Über Freiheit
Als Navid Kermani in den Jahren 2016 und 2017 Entlang den Gräben durch Osteuropa reiste, hatte er unter anderem Timothy Snyders Buch Bloodlands im Gepäck, in dem sich der amerikanische Historiker kenntnisreich mit der deutschen wie sowjetischen Vernichtungspolitik in Osteuropa beschäftigt: dem Gebiet, wo heute die Ukraine um ihr Überleben kämpft. Genau dort, im Nachtzug von Kyjiw Richtung Westen, entstand im September 2023 das Vorwort zu seinem neuen Buch. Nachdem Timothy Snyder u.a. die große politische Streitschrift Über Tyrannei veröffentlicht hat, beschäftigt er sich nun mit der Frage, wie ein besseres Amerika aussehen könnte. Er tut das, so viel sei vorweggeschickt, im Jahr 2023, als sich eine mögliche erneute Kandidatur Donald Trumps abzeichnet, eine erneute Präsidentschaft aber noch in weiter Ferne liegt.
Das macht die Lektüre von Über Freiheit jetzt, im Jahr 2025, zu einer schmerzhaften Angelegenheit.

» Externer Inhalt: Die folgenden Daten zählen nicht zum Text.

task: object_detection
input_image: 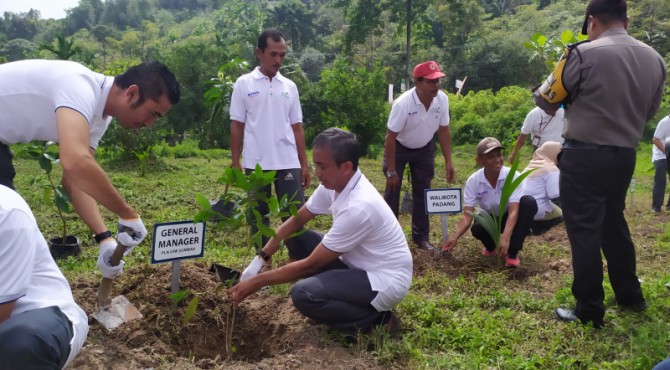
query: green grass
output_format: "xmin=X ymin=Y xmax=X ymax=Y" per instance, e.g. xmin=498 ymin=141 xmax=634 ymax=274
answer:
xmin=10 ymin=140 xmax=670 ymax=369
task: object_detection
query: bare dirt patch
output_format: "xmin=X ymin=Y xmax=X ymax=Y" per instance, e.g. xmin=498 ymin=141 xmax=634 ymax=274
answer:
xmin=71 ymin=262 xmax=381 ymax=369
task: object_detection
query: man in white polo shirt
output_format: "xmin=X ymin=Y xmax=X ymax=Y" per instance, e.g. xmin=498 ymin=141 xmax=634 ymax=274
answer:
xmin=651 ymin=116 xmax=670 ymax=213
xmin=230 ymin=30 xmax=310 ymax=249
xmin=229 ymin=128 xmax=412 ymax=334
xmin=0 ymin=185 xmax=88 ymax=369
xmin=509 ymin=107 xmax=565 ymax=164
xmin=0 ymin=60 xmax=181 ymax=278
xmin=383 ymin=61 xmax=455 ymax=250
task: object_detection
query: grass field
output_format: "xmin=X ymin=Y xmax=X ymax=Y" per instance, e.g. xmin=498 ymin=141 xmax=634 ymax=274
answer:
xmin=9 ymin=139 xmax=670 ymax=369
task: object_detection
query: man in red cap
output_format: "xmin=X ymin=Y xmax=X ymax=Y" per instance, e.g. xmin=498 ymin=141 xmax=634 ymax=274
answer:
xmin=535 ymin=0 xmax=667 ymax=327
xmin=383 ymin=61 xmax=455 ymax=251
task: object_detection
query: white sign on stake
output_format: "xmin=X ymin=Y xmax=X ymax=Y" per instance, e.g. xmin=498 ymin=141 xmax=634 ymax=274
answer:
xmin=424 ymin=188 xmax=463 ymax=214
xmin=423 ymin=188 xmax=463 ymax=247
xmin=151 ymin=221 xmax=205 ymax=264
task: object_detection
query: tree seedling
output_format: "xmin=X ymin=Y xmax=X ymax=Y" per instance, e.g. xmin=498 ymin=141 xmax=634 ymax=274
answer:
xmin=27 ymin=141 xmax=70 ymax=244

Wenn Freiheit darin besteht, Entscheidungen für ein besseres Zusammenleben zu treffen und Chancen für eine lebenswertere Zukunft – für alle – zu nutzen, dann sind in den Monaten seit Erscheinen des Buches einige Dinge geschehen, vor denen Timothy Snyder warnt, um die er sich sorgt. Über Freiheit ist keine theoretische Abhandlung sondern ein sehr persönliches Buch, das die Spuren seiner Entstehung nicht verschweigt, kein systematischer Überblick, sondern eine unabgeschlossen bleibende Auseinandersetzung mit Vergangenheit und Zukunft seines Landes aus dem Blickwinkel der Gegenwart. In fünf großen Kapiteln versammelt Snyder kurze Vignetten, zum Teil autobiographisch geprägt, zum Teil in Auseinandersetzung mit Philosophinnen und Denkerinnen wie Frantz Fanon, Václav Havel, Leszek Kołakowski, Edith Stein oder Simone Weil.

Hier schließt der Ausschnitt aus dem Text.